By – Omar Khan

Chivalry

It goes without saying that most of the medium of gaming is bogged down these days by generic first-person shooters, each one being increasingly less innovative than the last.  The fact that something as simple as replacing guns with swords can prove to be so innovative begs the question how has it taken this long for a game like Chivalry to exist?  A multiplayer only game, Chivalry takes a bold step in totally re-inventing first person combat, replacing bullets with arrows, and bringing the brutal, hack-and-slashing combat of sword fighting into the real-time PvP world.

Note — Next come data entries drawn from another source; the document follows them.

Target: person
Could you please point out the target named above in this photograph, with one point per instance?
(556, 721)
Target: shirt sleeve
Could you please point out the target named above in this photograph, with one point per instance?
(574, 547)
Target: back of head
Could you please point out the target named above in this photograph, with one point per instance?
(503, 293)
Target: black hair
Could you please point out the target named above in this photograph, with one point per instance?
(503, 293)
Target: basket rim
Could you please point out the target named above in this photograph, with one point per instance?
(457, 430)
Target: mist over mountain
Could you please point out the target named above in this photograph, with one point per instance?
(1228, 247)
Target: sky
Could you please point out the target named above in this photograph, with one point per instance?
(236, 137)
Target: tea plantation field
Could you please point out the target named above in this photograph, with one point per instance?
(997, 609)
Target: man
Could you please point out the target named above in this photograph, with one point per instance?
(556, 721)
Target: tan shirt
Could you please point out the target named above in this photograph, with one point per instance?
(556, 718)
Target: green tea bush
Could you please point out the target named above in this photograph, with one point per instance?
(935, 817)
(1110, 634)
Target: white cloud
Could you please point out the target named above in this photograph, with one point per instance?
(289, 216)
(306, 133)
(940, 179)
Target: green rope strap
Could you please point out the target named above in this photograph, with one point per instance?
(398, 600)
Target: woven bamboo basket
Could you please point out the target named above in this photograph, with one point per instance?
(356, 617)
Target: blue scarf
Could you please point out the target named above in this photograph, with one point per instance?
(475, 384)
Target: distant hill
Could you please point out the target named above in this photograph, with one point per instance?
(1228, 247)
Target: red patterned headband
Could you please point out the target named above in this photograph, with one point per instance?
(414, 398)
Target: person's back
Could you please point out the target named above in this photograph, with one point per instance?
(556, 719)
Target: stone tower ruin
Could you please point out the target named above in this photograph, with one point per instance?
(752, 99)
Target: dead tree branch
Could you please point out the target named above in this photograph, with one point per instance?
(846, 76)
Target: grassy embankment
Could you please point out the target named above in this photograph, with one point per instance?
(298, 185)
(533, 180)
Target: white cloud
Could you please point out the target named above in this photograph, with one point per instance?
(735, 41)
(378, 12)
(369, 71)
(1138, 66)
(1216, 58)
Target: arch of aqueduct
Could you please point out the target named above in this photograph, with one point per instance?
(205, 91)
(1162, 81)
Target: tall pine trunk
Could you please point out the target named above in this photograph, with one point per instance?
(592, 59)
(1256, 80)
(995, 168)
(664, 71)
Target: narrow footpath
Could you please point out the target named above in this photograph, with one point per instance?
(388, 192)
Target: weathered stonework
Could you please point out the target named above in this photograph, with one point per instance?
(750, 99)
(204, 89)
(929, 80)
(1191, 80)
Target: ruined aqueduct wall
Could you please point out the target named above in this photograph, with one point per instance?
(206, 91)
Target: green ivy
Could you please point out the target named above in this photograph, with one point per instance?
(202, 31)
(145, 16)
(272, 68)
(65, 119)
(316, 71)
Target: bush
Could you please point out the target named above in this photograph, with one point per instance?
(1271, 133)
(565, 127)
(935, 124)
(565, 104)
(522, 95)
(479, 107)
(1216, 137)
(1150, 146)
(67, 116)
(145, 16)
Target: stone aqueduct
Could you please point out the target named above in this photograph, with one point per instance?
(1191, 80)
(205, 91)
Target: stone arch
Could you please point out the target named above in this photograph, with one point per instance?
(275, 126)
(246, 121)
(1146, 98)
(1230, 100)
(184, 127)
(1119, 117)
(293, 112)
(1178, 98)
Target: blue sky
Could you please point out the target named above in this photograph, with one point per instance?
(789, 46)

Training mode briefly drops you in a back story involving the ‘Agathian Knights’ in a civil war against the ‘Mason Order’. It’s never really fleshed out, and is only served to give you basic training and combat experience. But one can expect nothing less than a game that was originally developed as a Half Life 2 mod. Chivalry doesn’t pretend to provide you with an epic spiel, and it more than makes up for its lack of narrative with its gameplay.  The problem with making a predominantly melee based game, is the simple act of swinging a sword from left to right can get awfully monotonous. Chivalry however, manages to keep gameplay feeling fresh, fair, and as tight as your connection speeds will allow.

Chivalry

 While games like the Elder Scrolls series have combat that could be described as ‘floaty’, Chivalry ensures each blow feels like it does damage with a mixture of HUD changes and sound effects. Stabbing, slashing and overhead attacks are all accessible with an arsenal of weapons that include axes, swords, halberds and maces as well as bows and crossbows for the archer classes. Stabs are a long-distance poke, designed to keep the enemy at bay, slashing is your standard attack and overheads are powerful but lack accuracy. Combos are simple enough to execute, yet easy enough to block when being attacked by them. Skill comes from timing your blocks, knowing when to attack, and watching your stamina bar. Feints and kicks are also special abilities in your arsenal, and each class has their own pros and cons.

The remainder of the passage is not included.